As reported on TechCrunch.
by Romain Dillet
“Wisembly is a collaborative solution for corporate meetings,” co-founder Romain David told me in a phone interview. “It allows you to prepare, facilitate and monitor your meetings.”
In other words, Wisembly is an all-in-one platform to assist you when you are leading a meeting — it costs between $13.50 and $27 (€10 and €20) per user per month. To prepare your meeting, you can upload documents, create a poll and more. Then, your meeting attendees receive a link and can interact.
When the meeting actually takes place, the idea is to involve as many people as possible in as little time as possible. It’s physically impossible to ask everyone what they think. That’s why everyone can interact in all sorts of way: you can comment, like, vote, or write down a quote from the meeting. It works well for both in-person meetings and conference calls. Here’s what it looks like:
Finally, when the meeting is over, you can keep track of past meetings. You get an overview of what happened over time, you can come back and see what the most important part of the meeting was based on likes or comments. You can also see if it was an effective meeting based on various metrics.

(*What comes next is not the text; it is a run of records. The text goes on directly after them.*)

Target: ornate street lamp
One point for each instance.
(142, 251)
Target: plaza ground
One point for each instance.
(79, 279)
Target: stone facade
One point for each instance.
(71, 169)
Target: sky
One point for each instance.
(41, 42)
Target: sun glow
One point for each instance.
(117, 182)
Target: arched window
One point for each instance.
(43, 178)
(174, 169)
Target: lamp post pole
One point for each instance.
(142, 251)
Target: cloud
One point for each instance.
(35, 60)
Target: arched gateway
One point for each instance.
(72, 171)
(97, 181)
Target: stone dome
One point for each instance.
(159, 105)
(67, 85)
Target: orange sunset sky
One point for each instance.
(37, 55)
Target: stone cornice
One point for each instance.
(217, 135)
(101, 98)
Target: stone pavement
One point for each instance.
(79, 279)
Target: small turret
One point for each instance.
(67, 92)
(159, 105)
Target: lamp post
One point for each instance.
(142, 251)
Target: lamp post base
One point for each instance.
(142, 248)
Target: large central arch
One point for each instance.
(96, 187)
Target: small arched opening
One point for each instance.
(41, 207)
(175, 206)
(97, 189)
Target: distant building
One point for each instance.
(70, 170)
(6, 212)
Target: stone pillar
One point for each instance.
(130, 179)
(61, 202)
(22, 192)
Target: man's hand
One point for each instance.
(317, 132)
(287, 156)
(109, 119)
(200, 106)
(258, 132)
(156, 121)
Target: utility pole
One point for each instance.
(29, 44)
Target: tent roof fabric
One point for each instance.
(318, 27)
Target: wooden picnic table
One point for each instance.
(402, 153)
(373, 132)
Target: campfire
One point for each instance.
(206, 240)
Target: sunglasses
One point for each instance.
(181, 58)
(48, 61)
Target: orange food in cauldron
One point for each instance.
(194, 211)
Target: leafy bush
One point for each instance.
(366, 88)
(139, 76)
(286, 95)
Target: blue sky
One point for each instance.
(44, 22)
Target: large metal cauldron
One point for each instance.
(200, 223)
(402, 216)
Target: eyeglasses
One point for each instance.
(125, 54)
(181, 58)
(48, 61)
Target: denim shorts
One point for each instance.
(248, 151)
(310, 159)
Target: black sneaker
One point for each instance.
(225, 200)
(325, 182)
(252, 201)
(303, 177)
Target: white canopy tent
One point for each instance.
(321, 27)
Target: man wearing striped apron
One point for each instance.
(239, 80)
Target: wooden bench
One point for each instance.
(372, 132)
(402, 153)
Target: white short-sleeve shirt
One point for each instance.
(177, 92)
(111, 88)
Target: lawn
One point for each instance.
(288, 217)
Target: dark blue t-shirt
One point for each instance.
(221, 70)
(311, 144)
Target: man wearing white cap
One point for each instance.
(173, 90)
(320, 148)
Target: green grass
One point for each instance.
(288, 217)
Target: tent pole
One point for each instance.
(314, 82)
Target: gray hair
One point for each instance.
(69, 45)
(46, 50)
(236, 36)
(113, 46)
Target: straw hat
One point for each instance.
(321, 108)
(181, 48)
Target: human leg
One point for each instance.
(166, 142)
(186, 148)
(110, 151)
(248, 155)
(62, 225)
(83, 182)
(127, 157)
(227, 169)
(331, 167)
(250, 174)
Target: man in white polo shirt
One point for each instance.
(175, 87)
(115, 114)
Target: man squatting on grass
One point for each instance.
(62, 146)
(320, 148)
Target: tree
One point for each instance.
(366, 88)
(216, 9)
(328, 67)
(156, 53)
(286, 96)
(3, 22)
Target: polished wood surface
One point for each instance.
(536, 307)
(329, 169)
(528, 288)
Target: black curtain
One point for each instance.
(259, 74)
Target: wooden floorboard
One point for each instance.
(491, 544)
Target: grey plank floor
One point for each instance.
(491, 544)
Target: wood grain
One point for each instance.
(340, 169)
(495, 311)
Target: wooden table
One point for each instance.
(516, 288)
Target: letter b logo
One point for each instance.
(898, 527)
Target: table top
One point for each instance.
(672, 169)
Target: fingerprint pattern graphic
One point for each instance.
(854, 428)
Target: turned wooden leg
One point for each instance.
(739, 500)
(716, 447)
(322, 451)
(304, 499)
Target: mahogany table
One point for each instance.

Meetings are an important pain point in big companies — they drag on, and only a few can speak up. Wisembly wants to fix that, and it works. BNP Paribas, Accenture, SNCF, Danone and around 400 other companies already use the platform. In 2013 alone, Wisembly generated $2 million in revenue (€1.5 million).
“When we first started in 2010, we worked on something very different called Balloon,” David said. “Our prototype allowed you to interact and send content around locations — it worked really well for a conference at Sciences Po for example. But very early, we opted for a bigger vision of the product and the company, and chose to target all sorts of meetings.”
For now, the company focuses on meetings of 20 persons or more. But the idea is to keep lowering the bar to enter the market of small businesses — it’s a more fragmented but bigger market overall. With today’s funding round, the company will hire a dozen of people to accelerate customer acquisition.
“In five years, we want to be like WebEx, but for meetings,” David said. “When you start a conference call, you launch WebEx because everybody knows WebEx. And soon, when you start a meeting, you will open Wisembly.”